Uma explicação básica – e pouco valorizada – para tantos navegadores terem documentado visualmente aspectos de Desterro/Florianópolis está no fato de que a Ilha de Santa Catarina foi, durante o período colonial, um ponto estratégico da ocupação portuguesa e o terceiro porto mais importante da costa brasileira (os outros eram Salvador e Rio), uma espécie de parada obrigatória dos navios que cumpriam itinerários rumo ao extremo-Sul da América e vice-versa. Estima-se que mais de três mil embarcações cumpriram essa rota durante mais de dois séculos, de onde a conclusão sobre a existência de pelo menos igual número de registros visuais. Como não havia fotografia à época, as expedições em geral tinham pelo menos um desenhista ou aquarelista a bordo, que reproduzia paisagens, edificações, tipos humanos e elementos da flora e da fauna.
Tucano existente na Ilha de Santa Catarina, registro de 1803 - Coleção Marli Cristina Scomazzon/Reprodução ND


Aterro enterrou Desterro
Florianópolis é uma cidade marítima histórica, embora tenha perdido esse valor nos últimos 92 anos. Primeiro, pela construção da Ponte Hercílio Luz, que praticamente extinguiu o transporte marítimo entre Ilha e Continente; segundo, pela desativação do porto localizado na região central (Rita Maria/Arataca); depois, pelo efeito destruidor causado pelo aterro da baía Sul, que afastou o mar para bem longe da Praça Fernando Machado e do Mercado Público. Como disse na década de 1970 o vereador Valdemar da Silva Filho (Caruso), o aterro representou “o enterro do Desterro”. A simbologia dessa frase é muito forte até hoje, porque, de fato, a cidade marítima sucumbiu naquele período (1971-1975).

A volta dos cruzeiros
Sobre o porto central, tanto Marli Cristina Scomazzon quanto Marcondes Marchetti observam que “na verdade, não era o porto principal de Desterro, ali predominavam embarcações de pequeno e médio porte”. As grandes embarcações ancoravam na região de Anhatomirim, que tinha calado maior; de lá partiam lanchas e barcos levando os tripulantes em direção às áreas povoadas da ilha, inclusive o Centro. Os chamados “pombeiros” navegavam entre a ilha e os navios, levando mantimentos em suas pequenas embarcações. “Na verdade, a Rita Maria/Arataca era um grande atracadouro, que serviu durante muito tempo aos navios da Hoepcke. Os maiores navios atracavam na área de Anhatomirim”, confirma o especialista Leandro Mané Ferrari, empresário do setor náutico, fundador da Acatmar (Associação Náutica) e gerente aquaviário da Secretaria Estadual de Infraestrutura.

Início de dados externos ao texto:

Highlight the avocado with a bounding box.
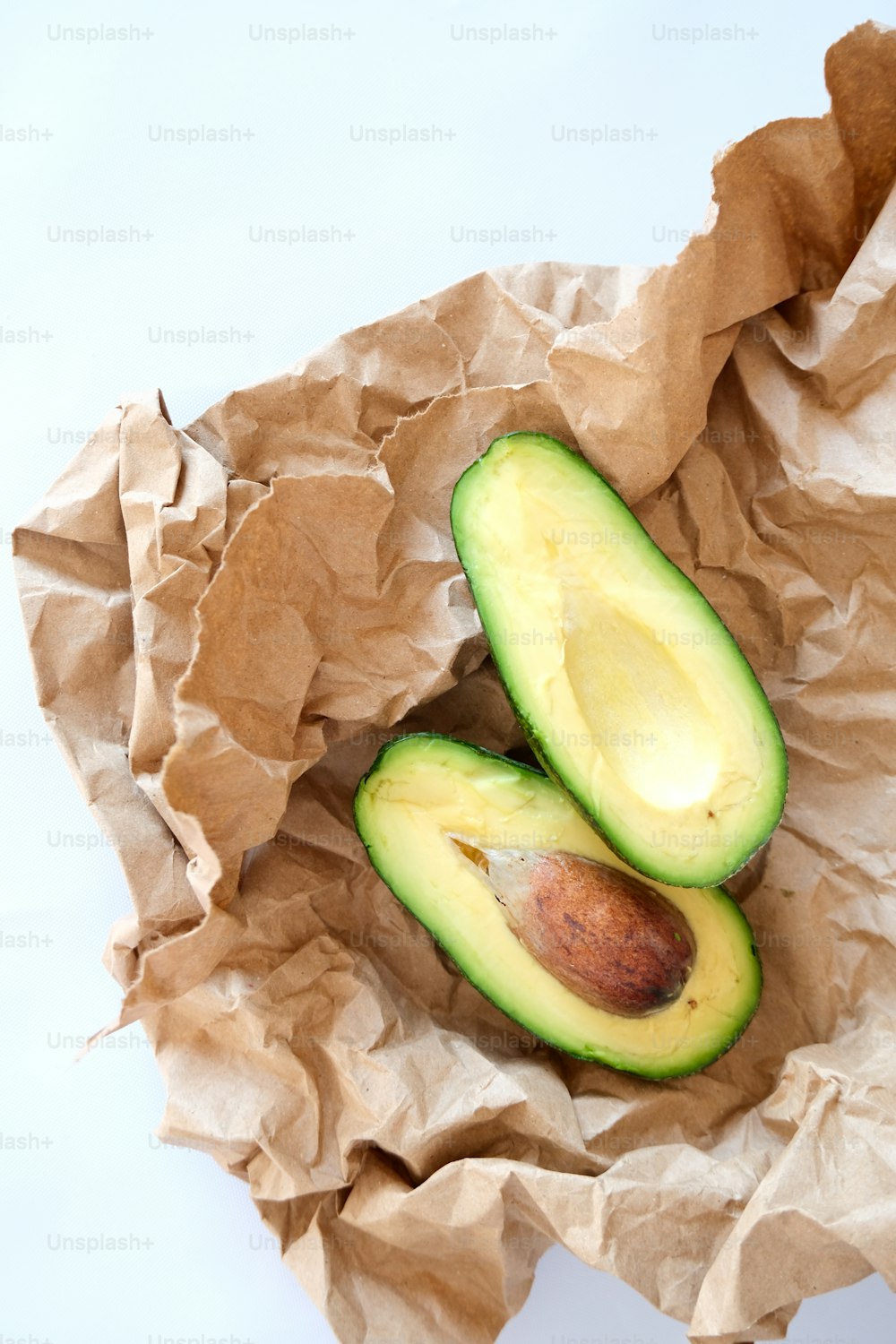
[355,733,762,1078]
[452,433,788,887]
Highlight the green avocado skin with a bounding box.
[450,430,788,886]
[353,733,763,1082]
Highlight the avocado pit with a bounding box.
[455,840,696,1018]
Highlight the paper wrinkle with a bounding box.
[14,24,896,1344]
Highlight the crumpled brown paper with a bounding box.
[14,24,896,1344]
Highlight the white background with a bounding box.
[0,0,896,1344]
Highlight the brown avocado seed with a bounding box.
[455,841,694,1018]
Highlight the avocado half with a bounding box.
[452,433,788,887]
[355,733,762,1078]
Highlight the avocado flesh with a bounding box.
[355,734,762,1078]
[452,435,788,886]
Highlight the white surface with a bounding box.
[0,0,896,1344]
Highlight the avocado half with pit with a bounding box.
[452,433,788,886]
[355,734,762,1078]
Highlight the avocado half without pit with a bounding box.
[452,435,788,886]
[355,734,762,1078]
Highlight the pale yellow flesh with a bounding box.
[468,448,769,870]
[358,738,758,1073]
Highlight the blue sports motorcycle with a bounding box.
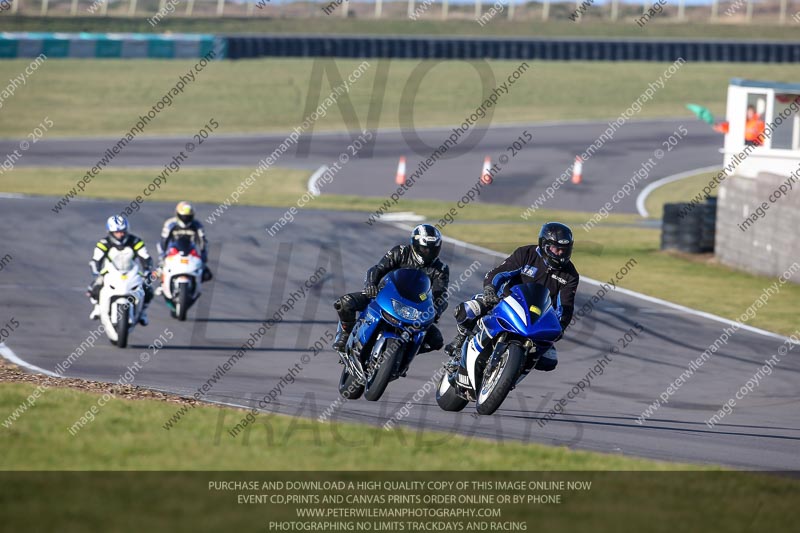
[339,268,436,402]
[436,283,561,415]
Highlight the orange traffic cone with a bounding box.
[481,155,494,185]
[394,155,406,185]
[572,155,583,185]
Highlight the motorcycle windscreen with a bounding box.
[167,235,194,255]
[376,268,436,325]
[492,283,561,341]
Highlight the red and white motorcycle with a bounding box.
[99,248,144,348]
[161,237,203,321]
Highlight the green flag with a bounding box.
[686,104,714,125]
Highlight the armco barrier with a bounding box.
[0,32,225,59]
[0,33,800,63]
[225,35,800,63]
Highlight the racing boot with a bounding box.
[332,322,355,352]
[444,326,467,358]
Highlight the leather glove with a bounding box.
[364,283,378,298]
[483,285,501,306]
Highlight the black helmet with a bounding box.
[411,224,442,266]
[175,201,194,224]
[539,222,574,270]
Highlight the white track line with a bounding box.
[636,165,721,218]
[0,342,62,378]
[387,220,800,344]
[306,165,328,196]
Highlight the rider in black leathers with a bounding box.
[445,222,580,372]
[333,224,450,353]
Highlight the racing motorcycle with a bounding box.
[99,248,145,348]
[436,283,561,415]
[161,236,203,321]
[339,268,436,402]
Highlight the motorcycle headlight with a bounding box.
[392,300,422,321]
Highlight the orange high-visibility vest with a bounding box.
[744,117,764,146]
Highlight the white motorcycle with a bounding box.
[99,248,144,348]
[161,237,203,321]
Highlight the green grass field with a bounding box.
[0,59,792,138]
[0,14,797,40]
[3,168,800,334]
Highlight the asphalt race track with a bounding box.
[0,194,800,470]
[0,117,722,213]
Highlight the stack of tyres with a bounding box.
[700,196,717,253]
[661,197,717,254]
[661,204,686,250]
[678,204,705,254]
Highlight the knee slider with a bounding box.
[333,294,354,311]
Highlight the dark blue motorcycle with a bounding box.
[339,268,436,402]
[436,283,561,415]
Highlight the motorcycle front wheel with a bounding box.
[476,344,525,415]
[436,372,469,413]
[339,368,364,400]
[175,283,189,322]
[114,303,130,348]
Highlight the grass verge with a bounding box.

Tal situação histórica se repete no presente: na semana passada, autoridades estaduais e do município anunciaram a volta dos cruzeiros marítimos, depois de nove anos, com uma escala-teste prevista para o dia 24 deste mês. O gigante Preziosa, da MSC, com capacidade para 4.500 passageiros, será o primeiro transatlântico a chegar à região da Ilha de Santa Catarina, fundeando em área específica de Canasvieiras, onde a profundidade mínima de segurança é de 11 metros.

Leituras indispensáveis
“Ilha de Santa Catarina – Relatos de Viajantes Estrangeiros nos séculos XVIII e XIX” é a melhor referência bibliográfica sobre as visitas de navegadores a Desterro/Florianópolis. A histórica primeira edição (1979) foi coordenada por Marcondes Marchetti, atual presidente do Conselho Estadual de Cultura, e Martim Afonso de Haro. A produção ficou a cargo de Gilberto Gerlach, outro pesquisador incansável, autor de duas obras mais recentes sobre a capital catarinense – “Desterro – Ilha de Santa Catarina” e “Ilha de Santa Catarina – Florianópolis”, com centenas de reproduções de documentos, desenhos, gravuras, pinturas e aquarelas.

[Colaborou, na revisão de tradução do francês, a professora Fedra Rodriguez. Merci].